La Journée internationale a été célébrée à travers le monde essentiellement comme un jour pour se rappeler et honorer les luttes quotidiennes des personnes vivant dans la pauvreté. Elle est l’occasion de reconnaître les efforts et combats des personnes vivant dans la pauvreté, une chance pour elles de faire connaître leurs préoccupations et un moment pour reconnaître que les personnes pauvres sont en première ligne dans la lutte contre la pauvreté. Depuis que la Journée a commencé à être célébrée, la participation des individus pauvres eux-mêmes a été au centre des célébrations de la Journée internationale.
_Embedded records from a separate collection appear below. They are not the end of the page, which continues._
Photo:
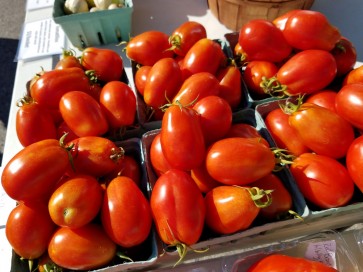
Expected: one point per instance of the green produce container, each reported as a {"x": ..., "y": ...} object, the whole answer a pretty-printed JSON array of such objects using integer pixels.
[{"x": 95, "y": 28}]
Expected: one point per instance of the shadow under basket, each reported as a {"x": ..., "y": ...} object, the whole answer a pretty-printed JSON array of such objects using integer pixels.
[{"x": 235, "y": 13}]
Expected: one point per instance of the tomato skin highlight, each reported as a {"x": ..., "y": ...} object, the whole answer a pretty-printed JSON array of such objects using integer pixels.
[{"x": 178, "y": 208}]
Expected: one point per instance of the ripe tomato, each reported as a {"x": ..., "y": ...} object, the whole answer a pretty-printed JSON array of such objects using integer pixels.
[
  {"x": 205, "y": 55},
  {"x": 308, "y": 29},
  {"x": 83, "y": 114},
  {"x": 70, "y": 205},
  {"x": 229, "y": 209},
  {"x": 118, "y": 102},
  {"x": 239, "y": 161},
  {"x": 149, "y": 47},
  {"x": 185, "y": 36},
  {"x": 279, "y": 262},
  {"x": 33, "y": 172},
  {"x": 262, "y": 40},
  {"x": 196, "y": 87},
  {"x": 163, "y": 82},
  {"x": 84, "y": 248},
  {"x": 348, "y": 104},
  {"x": 215, "y": 117},
  {"x": 181, "y": 138},
  {"x": 29, "y": 228},
  {"x": 33, "y": 123},
  {"x": 178, "y": 208},
  {"x": 126, "y": 215},
  {"x": 106, "y": 63},
  {"x": 322, "y": 130},
  {"x": 49, "y": 87},
  {"x": 322, "y": 180},
  {"x": 230, "y": 87},
  {"x": 96, "y": 156}
]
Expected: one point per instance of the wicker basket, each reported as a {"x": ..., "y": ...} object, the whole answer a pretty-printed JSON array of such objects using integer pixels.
[{"x": 234, "y": 13}]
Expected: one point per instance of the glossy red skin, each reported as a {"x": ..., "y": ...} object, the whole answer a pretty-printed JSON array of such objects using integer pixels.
[
  {"x": 284, "y": 263},
  {"x": 84, "y": 248},
  {"x": 118, "y": 102},
  {"x": 33, "y": 124},
  {"x": 178, "y": 208},
  {"x": 28, "y": 229},
  {"x": 254, "y": 73},
  {"x": 163, "y": 82},
  {"x": 230, "y": 85},
  {"x": 281, "y": 197},
  {"x": 106, "y": 63},
  {"x": 83, "y": 114},
  {"x": 189, "y": 33},
  {"x": 345, "y": 56},
  {"x": 307, "y": 71},
  {"x": 322, "y": 130},
  {"x": 94, "y": 155},
  {"x": 239, "y": 161},
  {"x": 196, "y": 87},
  {"x": 348, "y": 104},
  {"x": 126, "y": 214},
  {"x": 70, "y": 205},
  {"x": 148, "y": 47},
  {"x": 285, "y": 136},
  {"x": 322, "y": 180},
  {"x": 308, "y": 29},
  {"x": 262, "y": 40},
  {"x": 33, "y": 172},
  {"x": 229, "y": 209},
  {"x": 354, "y": 160},
  {"x": 181, "y": 138},
  {"x": 49, "y": 88},
  {"x": 205, "y": 55}
]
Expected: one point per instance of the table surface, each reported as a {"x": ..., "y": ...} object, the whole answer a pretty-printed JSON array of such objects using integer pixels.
[{"x": 165, "y": 15}]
(...) La Journée internationale peut être un important outil pour appuyer les efforts que font les pays pour éliminer la pauvreté, en favorisant le dialogue et la collaboration entre les parties prenantes. Celle-ci n’est pas seulement l’occasion de sensibiliser à la nécessité d’éliminer la pauvreté, elle peut être l’occasion d’une mobilisation dans des campagnes mondiales et nationales en vue de réaliser les objectifs du Millénaire pour le développement, notamment ceux consistant à éliminer la pauvreté et la faim. Il faudra, pour ce faire, adopter une démarche qui assure une participation plus grande qu’actuellement. » 1

Des liens fondamentaux entre pauvreté et violation des droits

Le rapport du secrétaire général reconnaît largement l’importance de se baser sur les droits de l’homme dans la lutte contre la pauvreté qui « n’est pas une question d’assistance sociale ou de charité », mais plutôt une question d’obligation qui « oblige les décideurs à recenser et à identifier les personnes les plus vulnérables et à mettre en œuvre des stratégies appropriées pour les aider à échapper à la pauvreté et à la misère. »2

« La violation des droits de l’homme est ainsi à la fois une cause et une conséquence de la pauvreté (...) Il en découle que l’élimination de la pauvreté est non seulement un objectif de développement, mais également un enjeu central pour les droits de l’homme, (...) »3 Le rapport constate l’interdépendance et l’indivisibilité des droits de l’homme, la non-jouissance de l’un entraînant la non-jouissance d’un autre et que « La pauvreté est plus qu’une absence de revenu. (...) Il est donc essentiel d’appliquer une stratégie multidimensionnelle qui intègre la défense de tous les droits de l’homme à la lutte contre la pauvreté, dans ses multiples aspects. »4 Considérer les droits de l’homme comme un outil dans la lutte pour l’élimination de la pauvreté comporte plusieurs avantages. Cela conduit à « dé-marginaliser les pauvres », à mettre l’accent sur les « détenteurs d’obligations » qui peuvent être « les communautés, les gouvernements à tous les niveaux, le secteur privé, la société civile et les partenaires extérieurs de développement, qu’ils soient bilatéraux ou multilatéraux » et à assurer un droit de recours aux personnes en situation de pauvreté.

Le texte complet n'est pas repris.